また、皮膚の発症から1~2週間遅れて眼病変を発症する事もありますので、注意が必要です。
●眼に起こる症状
「三叉神経」という神経が侵されると、その神経の領域であるまぶたや眼に症状が出現します。三叉神経のうち、第1枝領域は額~上眼瞼、第2枝は下眼瞼~頬、第3枝は頬の下に分布しています。第1枝が好発部位であり、また第3枝領域への発症はまれです。・まぶたに起こる場合
侵されたのが三叉神経のうちの第1枝領域だと額~上眼瞼が、第2枝だと下眼瞼~頬が、
第3枝だと頬の下辺りに皮疹が出ます。これがヘルペス性眼瞼炎です。
鼻先に皮疹がある場合は鼻毛様神経が侵されている兆候ですので、注意が必要です。
抗ウイルス薬の点滴や内服、ステロイドの内服、軟膏の処方が主な治療です。
・角膜(黒目)に起こる場合
黒目(角膜)に及ぶと、帯状ヘルペス角膜炎となって角膜に炎症を起こします。眼の傷や、
混濁が主にみられます。病巣の部位により、上皮型・実質浅層型・実質型・輪部型に分けられます。
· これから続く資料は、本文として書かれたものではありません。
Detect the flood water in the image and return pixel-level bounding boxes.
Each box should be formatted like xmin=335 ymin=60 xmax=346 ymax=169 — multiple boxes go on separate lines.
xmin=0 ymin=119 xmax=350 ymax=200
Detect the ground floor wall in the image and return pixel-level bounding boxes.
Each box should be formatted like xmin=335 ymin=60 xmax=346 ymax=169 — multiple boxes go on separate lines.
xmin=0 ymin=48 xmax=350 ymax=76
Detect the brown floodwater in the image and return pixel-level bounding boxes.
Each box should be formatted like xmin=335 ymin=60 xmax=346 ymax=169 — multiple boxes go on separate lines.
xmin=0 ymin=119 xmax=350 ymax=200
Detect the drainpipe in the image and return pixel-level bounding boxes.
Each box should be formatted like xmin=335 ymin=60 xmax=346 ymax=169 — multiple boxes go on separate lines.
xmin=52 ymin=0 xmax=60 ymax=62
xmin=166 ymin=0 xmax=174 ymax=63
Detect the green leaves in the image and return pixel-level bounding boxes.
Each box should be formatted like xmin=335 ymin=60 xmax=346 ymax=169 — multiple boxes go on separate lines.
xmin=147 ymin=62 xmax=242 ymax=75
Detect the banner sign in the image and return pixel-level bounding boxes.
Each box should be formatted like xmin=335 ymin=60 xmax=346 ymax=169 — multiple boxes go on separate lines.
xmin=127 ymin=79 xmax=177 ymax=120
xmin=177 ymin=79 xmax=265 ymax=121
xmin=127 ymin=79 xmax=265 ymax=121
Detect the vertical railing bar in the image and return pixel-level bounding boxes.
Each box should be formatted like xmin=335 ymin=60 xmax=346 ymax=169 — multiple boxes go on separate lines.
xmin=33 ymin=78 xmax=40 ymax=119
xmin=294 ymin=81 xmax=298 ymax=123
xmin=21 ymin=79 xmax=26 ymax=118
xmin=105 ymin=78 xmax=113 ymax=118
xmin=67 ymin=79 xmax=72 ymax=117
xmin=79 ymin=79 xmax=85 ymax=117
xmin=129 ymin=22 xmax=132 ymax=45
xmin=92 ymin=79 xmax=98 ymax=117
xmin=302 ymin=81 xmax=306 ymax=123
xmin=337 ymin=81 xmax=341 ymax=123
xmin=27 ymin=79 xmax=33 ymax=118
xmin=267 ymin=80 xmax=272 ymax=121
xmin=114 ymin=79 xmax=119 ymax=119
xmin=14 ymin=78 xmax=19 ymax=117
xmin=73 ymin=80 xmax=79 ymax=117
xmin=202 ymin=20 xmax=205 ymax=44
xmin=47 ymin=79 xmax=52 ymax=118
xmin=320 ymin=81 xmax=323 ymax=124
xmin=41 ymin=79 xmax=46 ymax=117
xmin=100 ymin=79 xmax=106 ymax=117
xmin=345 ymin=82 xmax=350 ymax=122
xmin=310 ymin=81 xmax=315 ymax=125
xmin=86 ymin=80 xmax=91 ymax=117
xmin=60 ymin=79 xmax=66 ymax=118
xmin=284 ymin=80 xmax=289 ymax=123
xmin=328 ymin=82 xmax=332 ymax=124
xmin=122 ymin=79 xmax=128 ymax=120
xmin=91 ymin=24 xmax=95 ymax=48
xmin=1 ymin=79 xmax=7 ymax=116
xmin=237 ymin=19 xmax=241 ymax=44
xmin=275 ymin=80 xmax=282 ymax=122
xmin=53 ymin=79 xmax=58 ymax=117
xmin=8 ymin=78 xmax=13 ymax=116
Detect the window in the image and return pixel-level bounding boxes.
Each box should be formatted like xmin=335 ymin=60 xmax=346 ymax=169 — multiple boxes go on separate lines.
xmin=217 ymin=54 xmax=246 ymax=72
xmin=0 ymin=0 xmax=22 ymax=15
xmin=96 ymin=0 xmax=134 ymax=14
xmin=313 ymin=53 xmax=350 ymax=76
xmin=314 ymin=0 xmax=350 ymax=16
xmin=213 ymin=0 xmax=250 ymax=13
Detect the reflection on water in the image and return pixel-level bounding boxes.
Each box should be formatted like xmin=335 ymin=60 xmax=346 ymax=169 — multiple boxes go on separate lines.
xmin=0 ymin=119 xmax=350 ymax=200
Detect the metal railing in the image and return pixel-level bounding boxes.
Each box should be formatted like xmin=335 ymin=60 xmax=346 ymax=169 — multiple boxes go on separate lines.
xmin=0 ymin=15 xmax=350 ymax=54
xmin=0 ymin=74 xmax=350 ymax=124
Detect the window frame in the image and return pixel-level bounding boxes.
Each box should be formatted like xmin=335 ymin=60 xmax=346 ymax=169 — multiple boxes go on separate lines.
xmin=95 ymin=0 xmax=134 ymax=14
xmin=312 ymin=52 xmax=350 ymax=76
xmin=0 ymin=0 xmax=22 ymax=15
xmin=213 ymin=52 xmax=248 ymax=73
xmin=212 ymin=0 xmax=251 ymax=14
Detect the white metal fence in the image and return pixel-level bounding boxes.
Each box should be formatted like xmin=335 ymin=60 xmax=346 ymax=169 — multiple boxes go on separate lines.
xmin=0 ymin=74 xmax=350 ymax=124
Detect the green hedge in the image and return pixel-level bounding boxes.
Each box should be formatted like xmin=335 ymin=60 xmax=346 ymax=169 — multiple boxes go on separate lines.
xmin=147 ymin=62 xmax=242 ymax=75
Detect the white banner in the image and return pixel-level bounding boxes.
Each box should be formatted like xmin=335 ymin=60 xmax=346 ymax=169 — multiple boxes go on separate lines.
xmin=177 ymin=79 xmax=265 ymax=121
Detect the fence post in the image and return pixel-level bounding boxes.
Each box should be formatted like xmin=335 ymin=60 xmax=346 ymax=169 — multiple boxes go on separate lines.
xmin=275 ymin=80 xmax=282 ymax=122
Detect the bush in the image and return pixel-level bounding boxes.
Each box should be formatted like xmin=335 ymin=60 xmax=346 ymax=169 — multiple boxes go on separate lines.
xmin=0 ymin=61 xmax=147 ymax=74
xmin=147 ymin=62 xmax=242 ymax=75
上皮型:点状表層角膜炎のほかに、偽樹枝状角膜炎がみられます。
実質浅型:上皮下に1個、または複数個の小円形の淡い上皮下混濁がみられます。
実質型:円盤状角膜炎がみられます。
輪部型:強膜炎・上強膜炎に伴って輪部に浸潤性病巣や周辺部潰瘍がみられることがあります。
治療としては、ウイルス感染症用の眼軟膏を眼に点入したり、
炎症止めのステロイドの目薬を処方したりする事が主です。
●一般の方向けですので医学用語は必ずしも厳密ではありません。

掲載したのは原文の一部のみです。